The European Parliament’s International Trade Committee, of which I am a member, have been discussing with experts how to best break the link between mineral extraction and armed violent conflict, in Africa, while at the same time promoting legitimate trade which is in the interest of economic development.
The European Commission has put forward draft legislation that proposes to promote companies high in the supply chain to source minerals and gold responsibly from conflict areas.
The ethical issues concerning the mineral components contained in electronic devices can be easily overlooked. The mining of certain minerals (including tin, tantalum, tungsten and gold) has been linked with horrific human rights abuses in the Democratic Republic of Congo, Colombia and other conflict zones.

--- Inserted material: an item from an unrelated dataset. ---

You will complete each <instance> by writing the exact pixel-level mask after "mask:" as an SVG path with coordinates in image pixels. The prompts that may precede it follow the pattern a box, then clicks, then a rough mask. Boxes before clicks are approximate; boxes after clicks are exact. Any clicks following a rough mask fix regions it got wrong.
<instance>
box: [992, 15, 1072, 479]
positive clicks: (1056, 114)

The trade in these minerals, essential for the components of electronic goods, is often used to finance violent conflict by paying for armed groups and security forces. Workers in these poor but resource-rich countries are often ‘hired’ at gunpoint and their families terrorised and under constant threat.
These ‘conflict minerals’ are entering the supply chains of multinational companies and ending up in many of the increasingly popular products that we buy, most notably laptops and mobile phones.

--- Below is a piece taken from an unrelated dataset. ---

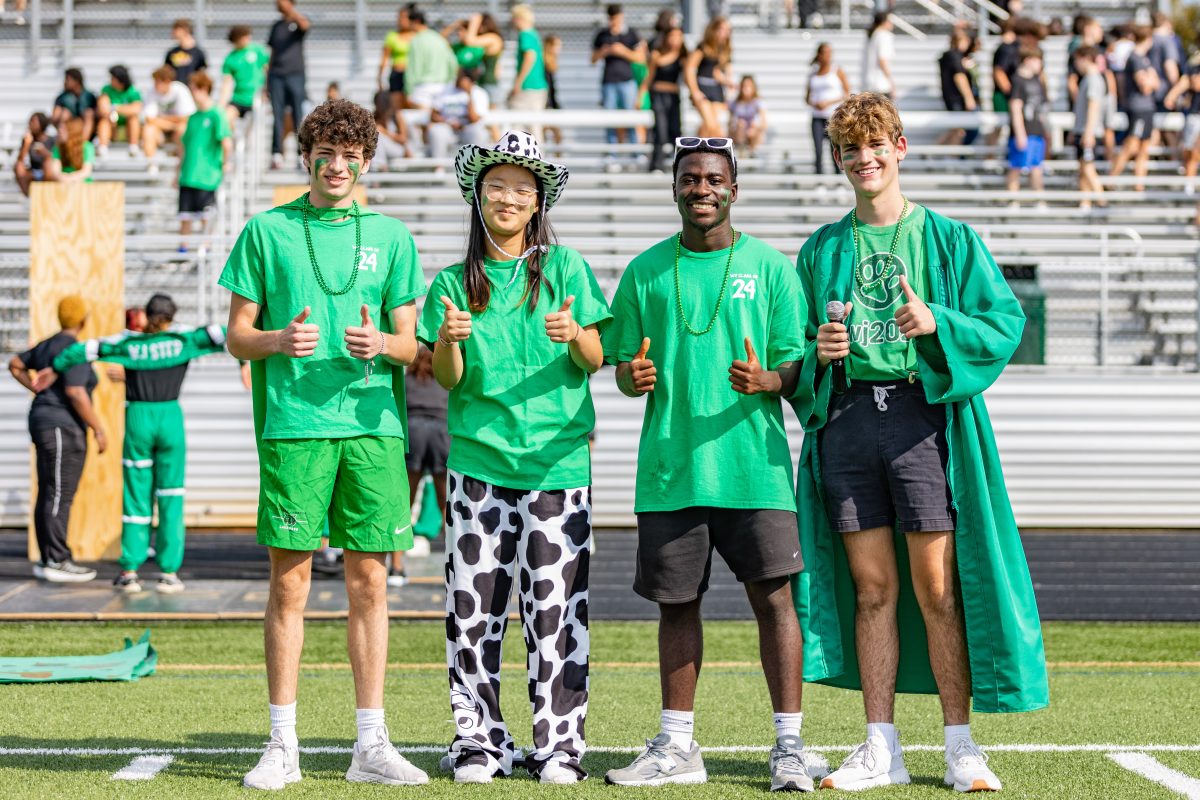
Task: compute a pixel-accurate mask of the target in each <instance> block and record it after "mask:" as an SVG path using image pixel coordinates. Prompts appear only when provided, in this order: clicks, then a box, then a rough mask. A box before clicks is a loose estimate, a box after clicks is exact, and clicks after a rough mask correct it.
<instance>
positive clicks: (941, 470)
mask: <svg viewBox="0 0 1200 800" xmlns="http://www.w3.org/2000/svg"><path fill="white" fill-rule="evenodd" d="M946 427H947V416H946V407H944V405H934V404H931V403H929V402H928V401H926V399H925V391H924V389H923V387H922V385H920V384H919V383H916V384H910V383H908V381H907V380H896V381H893V383H877V384H876V383H857V381H856V383H854V384H853V385H852V386H851V387H850V390H848V391H847V392H846V393H845V395H841V396H839V397H838V398H836V399H834V402H833V408H832V410H830V413H829V421H828V422H827V423H826V427H824V428H823V429H822V431H821V434H820V435H821V438H820V440H818V441H820V444H818V447H820V449H821V475H822V482H823V483H824V494H826V505H827V507H828V511H829V521H830V522H832V523H833V528H834V530H839V531H841V533H852V531H859V530H869V529H871V528H890V527H892V525H894V524H895V523H896V521H899V522H900V530H902V531H905V533H928V531H937V530H954V509H953V500H952V499H950V487H949V485H948V483H947V481H946V464H947V462H948V459H949V449H948V446H947V441H946Z"/></svg>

As the world’s largest trading bloc the European Union (EU) can have an influence on global supply chains and bring in strong and effective legislation to enable businesses and consumers to check whether their purchases have funded conflict and human rights abuse.
The 400 European importers identified that source minerals from countries at war represent 34 per cent of the global market in these components.
The new draft legislation being brought forward by the European Commission sets out the key elements to encourage these businesses to carry out thorough supply chain checks to make sure they are not using or trading natural resources that are funding violence. A key issue is whether the proposed regulation will be for a mandatory or voluntary requirement.
As informed consumers we should be able to use our purchasing power to drive change and no longer unwittingly contribute to further conflict and abuse. For that to be effective this requirement must be mandatory.